C3 - Representations of Data

Cards (10)

  • An outlier is an extreme value that lies outside the overall pattern of data.
  • A common definition of an outlier is any value that is:
    • either greater than Q3+k(Q3-Q1)
    • or less than Q1-k(Q3-Q1)
  • Some outliers are legitimate values which could still be correct. However, there are occasions where an outlier should be removed from the data since it is clearly an error and it would be misleading to keep it in. These data values are known as anomolies.
  • The process of removing anomalies from a data set is known as cleaning the data.
  • Anomalies can be the result of experimental or recording error, or could be data values which are not relevant to the investigation.

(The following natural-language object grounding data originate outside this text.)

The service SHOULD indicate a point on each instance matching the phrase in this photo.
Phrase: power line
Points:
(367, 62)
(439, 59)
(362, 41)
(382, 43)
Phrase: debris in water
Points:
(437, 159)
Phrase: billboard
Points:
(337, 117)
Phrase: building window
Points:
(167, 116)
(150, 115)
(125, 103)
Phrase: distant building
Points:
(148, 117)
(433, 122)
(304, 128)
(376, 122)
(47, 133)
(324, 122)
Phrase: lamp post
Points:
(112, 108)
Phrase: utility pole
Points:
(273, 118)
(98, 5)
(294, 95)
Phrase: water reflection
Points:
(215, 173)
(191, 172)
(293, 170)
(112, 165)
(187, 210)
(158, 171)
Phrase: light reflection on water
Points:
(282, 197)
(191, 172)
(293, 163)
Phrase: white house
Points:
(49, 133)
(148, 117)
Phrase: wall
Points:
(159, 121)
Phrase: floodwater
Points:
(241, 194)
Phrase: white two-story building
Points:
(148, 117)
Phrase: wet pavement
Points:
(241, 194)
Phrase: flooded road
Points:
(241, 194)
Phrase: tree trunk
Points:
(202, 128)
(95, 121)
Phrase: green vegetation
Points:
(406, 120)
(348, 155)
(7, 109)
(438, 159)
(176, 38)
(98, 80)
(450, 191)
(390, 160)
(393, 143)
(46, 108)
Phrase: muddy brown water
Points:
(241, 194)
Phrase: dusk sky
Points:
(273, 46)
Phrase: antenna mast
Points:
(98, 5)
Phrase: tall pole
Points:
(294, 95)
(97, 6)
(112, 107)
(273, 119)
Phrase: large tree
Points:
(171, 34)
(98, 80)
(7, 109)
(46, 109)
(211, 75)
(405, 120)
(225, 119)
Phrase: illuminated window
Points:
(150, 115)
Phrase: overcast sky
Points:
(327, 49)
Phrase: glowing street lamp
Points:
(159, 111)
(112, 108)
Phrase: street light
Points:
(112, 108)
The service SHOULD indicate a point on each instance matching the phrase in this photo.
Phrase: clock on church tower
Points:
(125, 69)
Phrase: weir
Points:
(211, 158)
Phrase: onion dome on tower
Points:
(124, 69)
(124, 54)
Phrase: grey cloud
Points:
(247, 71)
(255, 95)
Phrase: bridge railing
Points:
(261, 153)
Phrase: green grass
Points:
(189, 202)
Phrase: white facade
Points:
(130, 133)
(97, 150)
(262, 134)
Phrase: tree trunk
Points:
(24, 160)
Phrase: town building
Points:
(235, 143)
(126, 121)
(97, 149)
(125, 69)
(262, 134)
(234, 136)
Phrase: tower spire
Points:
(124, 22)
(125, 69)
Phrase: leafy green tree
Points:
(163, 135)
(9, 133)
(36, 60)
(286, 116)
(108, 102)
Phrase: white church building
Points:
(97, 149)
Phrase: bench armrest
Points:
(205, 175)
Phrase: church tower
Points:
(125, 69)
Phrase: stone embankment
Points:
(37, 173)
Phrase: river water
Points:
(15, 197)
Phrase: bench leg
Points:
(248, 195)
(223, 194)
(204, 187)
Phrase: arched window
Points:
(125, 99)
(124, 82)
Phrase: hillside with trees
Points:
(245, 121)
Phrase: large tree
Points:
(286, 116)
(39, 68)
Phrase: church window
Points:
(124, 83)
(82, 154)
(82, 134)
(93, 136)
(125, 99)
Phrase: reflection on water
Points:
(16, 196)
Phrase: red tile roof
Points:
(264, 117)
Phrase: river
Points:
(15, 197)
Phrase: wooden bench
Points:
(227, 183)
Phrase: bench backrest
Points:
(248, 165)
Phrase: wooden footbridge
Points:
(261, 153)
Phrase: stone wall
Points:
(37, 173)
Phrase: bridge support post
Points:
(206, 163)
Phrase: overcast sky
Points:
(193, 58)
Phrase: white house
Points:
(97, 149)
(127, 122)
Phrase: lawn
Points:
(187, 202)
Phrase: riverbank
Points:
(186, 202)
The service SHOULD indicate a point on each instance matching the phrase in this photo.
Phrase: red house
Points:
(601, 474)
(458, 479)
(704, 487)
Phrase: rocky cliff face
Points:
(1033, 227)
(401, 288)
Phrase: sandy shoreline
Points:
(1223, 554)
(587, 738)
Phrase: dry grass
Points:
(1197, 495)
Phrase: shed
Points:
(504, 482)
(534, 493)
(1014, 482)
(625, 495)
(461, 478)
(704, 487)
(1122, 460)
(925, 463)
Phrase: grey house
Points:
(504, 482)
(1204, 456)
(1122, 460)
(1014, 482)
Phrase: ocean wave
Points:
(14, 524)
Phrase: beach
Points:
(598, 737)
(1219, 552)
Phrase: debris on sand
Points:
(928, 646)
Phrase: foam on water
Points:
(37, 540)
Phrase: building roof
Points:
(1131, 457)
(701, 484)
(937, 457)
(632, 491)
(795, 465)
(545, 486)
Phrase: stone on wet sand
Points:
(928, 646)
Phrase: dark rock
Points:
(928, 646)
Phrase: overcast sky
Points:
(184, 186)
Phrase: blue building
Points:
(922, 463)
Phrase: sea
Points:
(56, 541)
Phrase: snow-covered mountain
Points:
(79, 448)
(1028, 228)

  • If you are given data in a grouped frequency table, you are not able to find the exact values of the median and quartiles. You can draw a cumulative frequency diagram and use it to help find estimates for the median, quartiles and percentiles.
  • Grouped continuous data can be represented in a histogram. In a histogram, the area of the bar is proportional to the frequency in each class. This allows you to use a histogram to represent grouped data with unequal class intervals.
  • frequency density = frequency / class width
  • When comparing data sets, you can comment on:
    • a measure of location
    • a measure of spread
  • Joining the middle of the top of each bar in a histogram with equal class widths forms a frequency polygon.